Stavolta, la loro vita è proceduta uguale, e guardavano divertiti ma distaccati. In Germania mi spiegavano che due motivi principali concorrevano a questo: la crisi economica rispetto al 2006, che ridefinisce le priorità della vita (posto che noi firmeremmo per avere una crisi economica come la loro…); e poi nel 2006 fu la prima volta nel dopoguerra in cui si potè esibire la bandiera tedesca con orgoglio per un evento che accadeva in casa, senza che si rischiasse un senso di colpa nei confronti del passato nazista.

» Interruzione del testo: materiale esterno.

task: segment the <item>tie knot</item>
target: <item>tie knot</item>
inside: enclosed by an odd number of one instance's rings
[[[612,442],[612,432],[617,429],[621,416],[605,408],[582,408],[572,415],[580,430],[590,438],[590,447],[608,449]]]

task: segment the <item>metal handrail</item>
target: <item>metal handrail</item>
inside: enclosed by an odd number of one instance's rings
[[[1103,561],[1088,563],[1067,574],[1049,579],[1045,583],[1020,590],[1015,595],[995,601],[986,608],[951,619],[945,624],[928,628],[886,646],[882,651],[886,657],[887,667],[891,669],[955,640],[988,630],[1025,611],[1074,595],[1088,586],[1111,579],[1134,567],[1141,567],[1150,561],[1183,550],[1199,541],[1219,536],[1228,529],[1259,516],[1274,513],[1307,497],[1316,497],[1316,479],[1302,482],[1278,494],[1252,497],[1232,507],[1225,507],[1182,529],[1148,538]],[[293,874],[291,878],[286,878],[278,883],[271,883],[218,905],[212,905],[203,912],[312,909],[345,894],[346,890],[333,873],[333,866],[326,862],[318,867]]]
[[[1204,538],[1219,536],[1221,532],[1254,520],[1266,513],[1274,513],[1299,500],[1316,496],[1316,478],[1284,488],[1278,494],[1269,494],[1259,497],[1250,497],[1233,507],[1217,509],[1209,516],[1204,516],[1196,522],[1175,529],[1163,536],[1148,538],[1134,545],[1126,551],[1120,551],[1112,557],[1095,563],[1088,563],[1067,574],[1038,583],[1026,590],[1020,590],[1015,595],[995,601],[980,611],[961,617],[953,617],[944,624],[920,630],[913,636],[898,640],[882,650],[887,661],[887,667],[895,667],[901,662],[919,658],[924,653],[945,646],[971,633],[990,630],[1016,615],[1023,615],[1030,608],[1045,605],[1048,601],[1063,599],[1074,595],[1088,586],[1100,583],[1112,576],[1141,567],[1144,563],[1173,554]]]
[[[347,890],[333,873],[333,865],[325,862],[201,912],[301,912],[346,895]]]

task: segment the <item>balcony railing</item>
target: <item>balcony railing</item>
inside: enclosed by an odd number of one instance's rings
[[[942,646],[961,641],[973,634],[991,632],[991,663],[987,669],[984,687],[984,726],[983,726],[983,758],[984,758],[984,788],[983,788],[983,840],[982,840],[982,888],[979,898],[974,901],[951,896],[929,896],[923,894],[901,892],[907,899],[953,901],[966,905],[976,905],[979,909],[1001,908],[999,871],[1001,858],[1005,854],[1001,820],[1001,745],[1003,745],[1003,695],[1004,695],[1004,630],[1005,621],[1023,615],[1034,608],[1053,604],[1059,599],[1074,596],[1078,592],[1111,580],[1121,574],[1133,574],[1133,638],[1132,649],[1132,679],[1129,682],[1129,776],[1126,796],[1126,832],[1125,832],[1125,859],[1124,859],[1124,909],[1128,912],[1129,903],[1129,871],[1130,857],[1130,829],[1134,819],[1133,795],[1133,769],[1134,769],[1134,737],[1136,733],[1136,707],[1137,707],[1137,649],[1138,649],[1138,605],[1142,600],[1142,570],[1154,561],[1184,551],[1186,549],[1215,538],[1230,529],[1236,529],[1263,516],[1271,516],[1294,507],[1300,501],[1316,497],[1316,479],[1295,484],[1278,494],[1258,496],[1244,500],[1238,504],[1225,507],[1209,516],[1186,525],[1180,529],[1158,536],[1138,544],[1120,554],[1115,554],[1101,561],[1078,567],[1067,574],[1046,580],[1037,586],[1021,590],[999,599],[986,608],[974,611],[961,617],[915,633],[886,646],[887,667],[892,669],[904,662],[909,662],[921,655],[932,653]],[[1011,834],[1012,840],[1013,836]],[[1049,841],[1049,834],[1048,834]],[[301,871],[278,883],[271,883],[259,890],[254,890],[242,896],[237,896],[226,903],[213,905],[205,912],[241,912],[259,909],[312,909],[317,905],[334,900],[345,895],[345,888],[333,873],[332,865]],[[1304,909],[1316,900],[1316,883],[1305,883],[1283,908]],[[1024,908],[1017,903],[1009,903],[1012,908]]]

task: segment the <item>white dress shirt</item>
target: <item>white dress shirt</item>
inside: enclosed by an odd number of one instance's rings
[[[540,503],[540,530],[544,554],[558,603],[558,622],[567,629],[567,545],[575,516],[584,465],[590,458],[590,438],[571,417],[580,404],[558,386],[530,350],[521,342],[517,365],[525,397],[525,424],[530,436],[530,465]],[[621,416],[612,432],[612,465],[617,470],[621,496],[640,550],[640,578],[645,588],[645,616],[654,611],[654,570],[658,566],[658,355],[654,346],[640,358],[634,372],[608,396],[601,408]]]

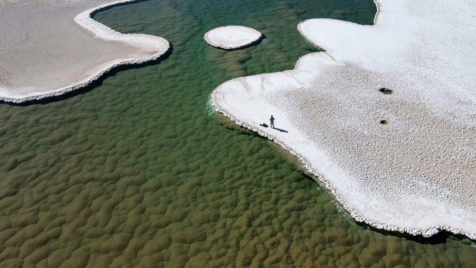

A questi motivi endogeni io però ne aggiungo un terzo, il più importante, che riguarda tutti i tifosi coinvolti non solo quelli di casa, e che va alla base del discorso.

Per la prima volta in 13 grandi competizioni che ho coperto da giornalista (più altre 3 da tifoso), non ho visto nei tifosi la percezione del senso di straordinarietà per quello che stavano vivendo.

Tranne qualche eccezione, in generale è come se la maggioranza desse per scontato che avvenisse l’Europeo. “Sappiamo che queste festa succede ogni 2 anni, bello ma non è straordinario”.

Come se non percepiscano più come invece questo che si rinnova ogni 2 anni è un piccolo miracolo, è il mondo come vorremmo che fosse,  tutti che si incontrano per divertirsi assieme senza differenze. È l’utopia irraggiungibile che però come l’orizzonte ci motiva ad andare avanti per raggiungerlo.

Forse 3 anni fa c’era l’euforia del sopravvivere al covid e per questo era stato respinto il pericolo di non valorizzare il regalo che ci viene dato.

In un momento storico in cui la guerra è tristemente tornata a essere parte della nostra vita quotidiana, non diamo per scontati gli Europei e i Mondiali: perché non lo sono, sono l’acqua fresca in cui ogni 2 anni possiamo risciacquare i panni della convivenza tra culture.

E non c’è obiettivo più alto a cui il calcio possa ambire.